BinaryEvaluation often results in NaN for best F1-Scores
I then printed out all F1-Scores of the ConfusionMatrices-List, which looks as expected, but has some NaN at the end. Something like
Threshold: F1-Score 0.1: 0.1 0.2: 0.2 0.4: 0.3 0.5: 0.4 0.6: 0.3 0.8: 0.2 0.9: 0.1 0.99: NaN 0.999: NaN
It should pick 0.5 as best threshold.
The problem seems that NaN are also compared, and it seems like Double.compare(SomeNumber, NaN) = -1 and Double.compare(NaN, SomeNumber) = 1. Perhaps something like this would be better:
BinaryConfusionMatrix highestF1CM = eval.getConfusionMatrices().stream().filter(x -> Double.isFinite(x.getF1Score())).max(Comparator.comparingDouble(BinaryConfusionMatrix::getF1Score)).get();
Apologies for the late response, and thank you for raising this issue.

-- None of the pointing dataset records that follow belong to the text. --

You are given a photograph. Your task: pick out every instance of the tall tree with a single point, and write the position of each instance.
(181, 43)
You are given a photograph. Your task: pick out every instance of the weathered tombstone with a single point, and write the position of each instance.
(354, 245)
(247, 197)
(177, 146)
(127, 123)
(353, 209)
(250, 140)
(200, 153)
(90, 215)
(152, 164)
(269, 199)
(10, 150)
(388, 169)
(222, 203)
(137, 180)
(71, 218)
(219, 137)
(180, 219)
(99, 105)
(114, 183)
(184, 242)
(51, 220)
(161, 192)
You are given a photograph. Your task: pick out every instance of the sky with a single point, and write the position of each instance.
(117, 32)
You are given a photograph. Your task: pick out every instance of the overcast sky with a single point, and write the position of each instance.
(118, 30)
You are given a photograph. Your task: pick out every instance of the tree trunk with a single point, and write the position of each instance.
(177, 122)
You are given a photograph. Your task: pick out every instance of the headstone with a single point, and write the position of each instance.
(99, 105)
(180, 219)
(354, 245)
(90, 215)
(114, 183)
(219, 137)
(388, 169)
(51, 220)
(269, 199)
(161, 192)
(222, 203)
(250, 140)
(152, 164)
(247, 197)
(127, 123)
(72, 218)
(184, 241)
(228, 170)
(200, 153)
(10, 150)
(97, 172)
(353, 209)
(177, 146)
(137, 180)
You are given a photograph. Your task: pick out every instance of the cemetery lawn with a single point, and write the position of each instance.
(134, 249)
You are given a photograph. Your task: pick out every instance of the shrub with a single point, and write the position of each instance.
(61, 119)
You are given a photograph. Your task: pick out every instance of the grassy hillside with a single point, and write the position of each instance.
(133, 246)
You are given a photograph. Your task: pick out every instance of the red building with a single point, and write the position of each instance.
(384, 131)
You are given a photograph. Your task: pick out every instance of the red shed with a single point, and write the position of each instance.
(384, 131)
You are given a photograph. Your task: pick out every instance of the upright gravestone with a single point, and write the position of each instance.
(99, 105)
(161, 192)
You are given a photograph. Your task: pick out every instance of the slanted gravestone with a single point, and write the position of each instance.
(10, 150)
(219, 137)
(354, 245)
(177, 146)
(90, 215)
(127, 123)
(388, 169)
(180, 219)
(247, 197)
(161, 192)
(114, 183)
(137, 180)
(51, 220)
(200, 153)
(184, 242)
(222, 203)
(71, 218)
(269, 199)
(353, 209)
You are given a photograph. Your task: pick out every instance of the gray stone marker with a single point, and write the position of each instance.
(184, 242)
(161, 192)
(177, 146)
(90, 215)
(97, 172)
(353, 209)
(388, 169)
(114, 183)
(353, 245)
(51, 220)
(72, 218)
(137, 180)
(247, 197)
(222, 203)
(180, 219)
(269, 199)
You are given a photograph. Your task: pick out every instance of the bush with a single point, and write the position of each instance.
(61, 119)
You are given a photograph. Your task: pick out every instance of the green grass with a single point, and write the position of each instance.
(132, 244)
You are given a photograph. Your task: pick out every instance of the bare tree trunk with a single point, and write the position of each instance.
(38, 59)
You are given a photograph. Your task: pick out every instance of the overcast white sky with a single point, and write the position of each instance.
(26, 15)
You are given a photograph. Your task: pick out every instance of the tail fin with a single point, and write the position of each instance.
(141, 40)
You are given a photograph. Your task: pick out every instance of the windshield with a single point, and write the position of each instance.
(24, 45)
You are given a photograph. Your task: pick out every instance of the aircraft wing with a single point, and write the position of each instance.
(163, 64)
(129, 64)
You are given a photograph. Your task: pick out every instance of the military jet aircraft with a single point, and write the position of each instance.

I think the underlying problem here is that, at high thresholds, you're in the very unusual position where both your recall and precision are 0 (e.g. you have one highest-scoring example whose true label is false) and thus their F1-score/harmonic mean is calculated as 0/0 == NaN. We should be able to resolve this by treating 0/0 == 0 in this context. Please expect to see a diff to this effect by tomorrow.